A política sistemática de desencarceramento dos últimos anos tem motivado todo o tipo de discurso e de prática legislativa
de modo a fundamentar a tese da ineficiência da pena privativa de liberdade e a explosão carcerária, sem que se explicite a
responsabilidade dos governos em não criar novas vagas ou fiscalizar realmente penas e medidas não detentivas. O objetivo
desse trabalho é demonstrar, através da análise jurimétrica dos bancos públicos de dados, que o argumento de que o país tem
uma das maiores populações carcerárias do mundo é meramente retórico e carece de suporte empírico.

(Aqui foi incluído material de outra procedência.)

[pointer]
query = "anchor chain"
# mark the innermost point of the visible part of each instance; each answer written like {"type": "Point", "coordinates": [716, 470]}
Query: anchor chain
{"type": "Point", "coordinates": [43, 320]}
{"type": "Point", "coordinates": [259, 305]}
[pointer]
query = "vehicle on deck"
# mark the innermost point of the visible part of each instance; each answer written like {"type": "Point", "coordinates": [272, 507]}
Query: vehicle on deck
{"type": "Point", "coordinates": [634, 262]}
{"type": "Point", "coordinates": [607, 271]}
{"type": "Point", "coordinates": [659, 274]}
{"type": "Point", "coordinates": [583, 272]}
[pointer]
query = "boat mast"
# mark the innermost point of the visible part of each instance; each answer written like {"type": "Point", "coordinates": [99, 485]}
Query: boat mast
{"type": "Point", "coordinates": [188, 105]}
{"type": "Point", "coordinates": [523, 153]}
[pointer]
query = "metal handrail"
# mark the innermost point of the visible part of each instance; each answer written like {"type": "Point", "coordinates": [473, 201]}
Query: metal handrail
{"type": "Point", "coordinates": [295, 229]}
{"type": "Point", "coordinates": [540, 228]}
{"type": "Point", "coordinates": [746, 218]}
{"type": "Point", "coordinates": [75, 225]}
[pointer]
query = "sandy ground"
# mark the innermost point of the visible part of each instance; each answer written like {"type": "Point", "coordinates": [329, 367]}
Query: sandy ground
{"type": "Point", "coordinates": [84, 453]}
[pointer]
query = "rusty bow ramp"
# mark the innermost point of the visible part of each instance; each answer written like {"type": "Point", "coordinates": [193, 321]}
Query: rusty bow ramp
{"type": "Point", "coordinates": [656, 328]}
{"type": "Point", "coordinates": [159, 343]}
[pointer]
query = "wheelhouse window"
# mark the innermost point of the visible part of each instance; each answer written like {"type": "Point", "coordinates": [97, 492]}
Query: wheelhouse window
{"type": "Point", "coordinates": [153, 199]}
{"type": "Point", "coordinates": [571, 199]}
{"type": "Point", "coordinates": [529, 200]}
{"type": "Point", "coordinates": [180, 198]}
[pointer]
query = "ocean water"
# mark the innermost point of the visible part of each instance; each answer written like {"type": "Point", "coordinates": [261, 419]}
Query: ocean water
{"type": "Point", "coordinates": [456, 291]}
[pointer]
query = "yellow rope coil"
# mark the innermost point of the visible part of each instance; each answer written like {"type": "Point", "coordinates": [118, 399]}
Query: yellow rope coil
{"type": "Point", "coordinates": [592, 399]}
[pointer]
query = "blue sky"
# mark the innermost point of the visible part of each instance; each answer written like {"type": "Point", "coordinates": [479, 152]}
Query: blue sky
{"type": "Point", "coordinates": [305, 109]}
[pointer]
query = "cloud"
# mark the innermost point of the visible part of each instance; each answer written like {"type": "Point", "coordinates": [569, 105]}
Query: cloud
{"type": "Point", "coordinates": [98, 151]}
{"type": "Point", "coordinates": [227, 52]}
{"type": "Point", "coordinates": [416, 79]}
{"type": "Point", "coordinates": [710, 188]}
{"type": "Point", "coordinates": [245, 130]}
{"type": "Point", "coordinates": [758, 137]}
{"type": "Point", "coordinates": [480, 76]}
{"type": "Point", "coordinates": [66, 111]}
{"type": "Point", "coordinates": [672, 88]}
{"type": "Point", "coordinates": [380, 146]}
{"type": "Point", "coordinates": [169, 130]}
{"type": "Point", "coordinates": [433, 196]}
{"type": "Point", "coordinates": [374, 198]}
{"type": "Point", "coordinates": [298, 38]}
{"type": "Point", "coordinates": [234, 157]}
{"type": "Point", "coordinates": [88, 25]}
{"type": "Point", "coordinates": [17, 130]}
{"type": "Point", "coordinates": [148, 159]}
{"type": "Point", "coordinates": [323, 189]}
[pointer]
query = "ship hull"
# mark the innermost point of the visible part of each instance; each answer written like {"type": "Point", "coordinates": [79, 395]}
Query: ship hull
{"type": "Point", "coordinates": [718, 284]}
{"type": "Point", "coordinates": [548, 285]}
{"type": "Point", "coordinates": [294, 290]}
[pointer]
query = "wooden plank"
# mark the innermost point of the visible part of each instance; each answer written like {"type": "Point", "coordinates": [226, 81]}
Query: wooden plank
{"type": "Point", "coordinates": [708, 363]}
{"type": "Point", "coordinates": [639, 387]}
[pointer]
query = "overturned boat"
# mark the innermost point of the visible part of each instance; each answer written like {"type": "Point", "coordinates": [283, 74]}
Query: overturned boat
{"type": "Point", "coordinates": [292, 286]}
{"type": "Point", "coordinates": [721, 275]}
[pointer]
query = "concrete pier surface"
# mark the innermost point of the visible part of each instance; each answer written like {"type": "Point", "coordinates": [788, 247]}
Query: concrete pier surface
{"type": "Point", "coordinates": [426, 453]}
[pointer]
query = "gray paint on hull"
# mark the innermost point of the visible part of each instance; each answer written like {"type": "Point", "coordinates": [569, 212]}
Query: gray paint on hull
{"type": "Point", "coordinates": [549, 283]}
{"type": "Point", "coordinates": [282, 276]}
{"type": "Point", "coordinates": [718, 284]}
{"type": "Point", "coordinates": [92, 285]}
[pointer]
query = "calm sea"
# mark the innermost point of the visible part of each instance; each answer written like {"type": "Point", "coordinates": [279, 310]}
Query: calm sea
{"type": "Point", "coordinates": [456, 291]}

Palavras-chave: Política criminal. Política penitenciária. Jurimetria. Taxas de subnotificação. Princípio da proporcionalidade.
ABSTRACT
The systematic policy of deprivation of the last years has motivated all kinds of discourse and legislative practice in order to
base the thesis of the ineffectiveness of the custodial sentence and the prison explosion, without explaining the responsibility
of the governments in not creating new vacancies or actually monitor non-custodial sentences and measures. The purpose of
this paper is to demonstrate, through the jurimetric analysis of public data banks, that the argument that the country has one
of the largest prison populations in the world is merely rhetorical and lacks empirical support.

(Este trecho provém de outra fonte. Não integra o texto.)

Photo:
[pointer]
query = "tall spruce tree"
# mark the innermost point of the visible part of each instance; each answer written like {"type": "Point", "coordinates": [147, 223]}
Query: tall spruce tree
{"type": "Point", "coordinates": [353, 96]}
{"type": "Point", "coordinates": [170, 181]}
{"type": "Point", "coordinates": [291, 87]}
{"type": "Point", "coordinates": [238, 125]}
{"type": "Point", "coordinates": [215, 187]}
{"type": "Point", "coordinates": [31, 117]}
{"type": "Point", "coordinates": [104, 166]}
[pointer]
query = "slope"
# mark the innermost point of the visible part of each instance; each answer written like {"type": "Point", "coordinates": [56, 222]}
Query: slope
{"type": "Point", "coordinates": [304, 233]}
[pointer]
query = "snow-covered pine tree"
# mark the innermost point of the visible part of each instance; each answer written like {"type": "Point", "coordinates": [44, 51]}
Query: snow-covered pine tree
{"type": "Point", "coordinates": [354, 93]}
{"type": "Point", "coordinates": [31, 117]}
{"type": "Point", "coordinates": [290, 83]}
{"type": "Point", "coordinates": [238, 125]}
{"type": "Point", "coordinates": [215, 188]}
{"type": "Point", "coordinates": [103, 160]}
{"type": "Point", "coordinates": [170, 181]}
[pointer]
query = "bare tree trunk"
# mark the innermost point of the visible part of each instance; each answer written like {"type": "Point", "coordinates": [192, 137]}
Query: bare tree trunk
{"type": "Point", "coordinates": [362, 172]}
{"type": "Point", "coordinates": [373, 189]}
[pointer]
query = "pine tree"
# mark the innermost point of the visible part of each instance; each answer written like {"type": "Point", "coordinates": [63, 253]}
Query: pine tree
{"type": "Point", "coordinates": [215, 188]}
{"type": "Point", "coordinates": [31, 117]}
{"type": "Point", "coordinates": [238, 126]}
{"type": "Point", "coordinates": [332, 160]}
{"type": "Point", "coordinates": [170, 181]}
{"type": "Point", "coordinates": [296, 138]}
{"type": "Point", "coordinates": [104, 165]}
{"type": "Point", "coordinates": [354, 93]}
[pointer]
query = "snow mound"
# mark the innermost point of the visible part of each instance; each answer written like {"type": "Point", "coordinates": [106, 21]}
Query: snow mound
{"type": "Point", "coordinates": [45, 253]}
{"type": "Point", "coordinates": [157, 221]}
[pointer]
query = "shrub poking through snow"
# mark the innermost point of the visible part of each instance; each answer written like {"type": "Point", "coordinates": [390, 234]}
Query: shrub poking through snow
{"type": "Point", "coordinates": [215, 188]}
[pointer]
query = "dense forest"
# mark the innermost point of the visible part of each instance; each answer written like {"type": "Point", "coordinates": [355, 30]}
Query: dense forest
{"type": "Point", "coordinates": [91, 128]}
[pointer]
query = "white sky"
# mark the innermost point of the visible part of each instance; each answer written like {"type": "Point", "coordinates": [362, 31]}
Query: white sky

Keywords: Criminal policy. Prison policy. Jurimetrics. Rates of underreporting. Principle of proportionality.
SUMÁRIO
1. Introdução: a construção retórica do discurso de desencarceramento. 2. Jurimetria em matéria penal. 3. Análise jurimétrica
das maiores taxas de encarceramento no mundo: quebrando tabus. 4. Déficit de vagas no sistema penitenciário. 5. Outra
vertente da proporcionalidade: a proteção deficiente e as taxas de subnotificação. 6. Conclusões. Anexos. Referências.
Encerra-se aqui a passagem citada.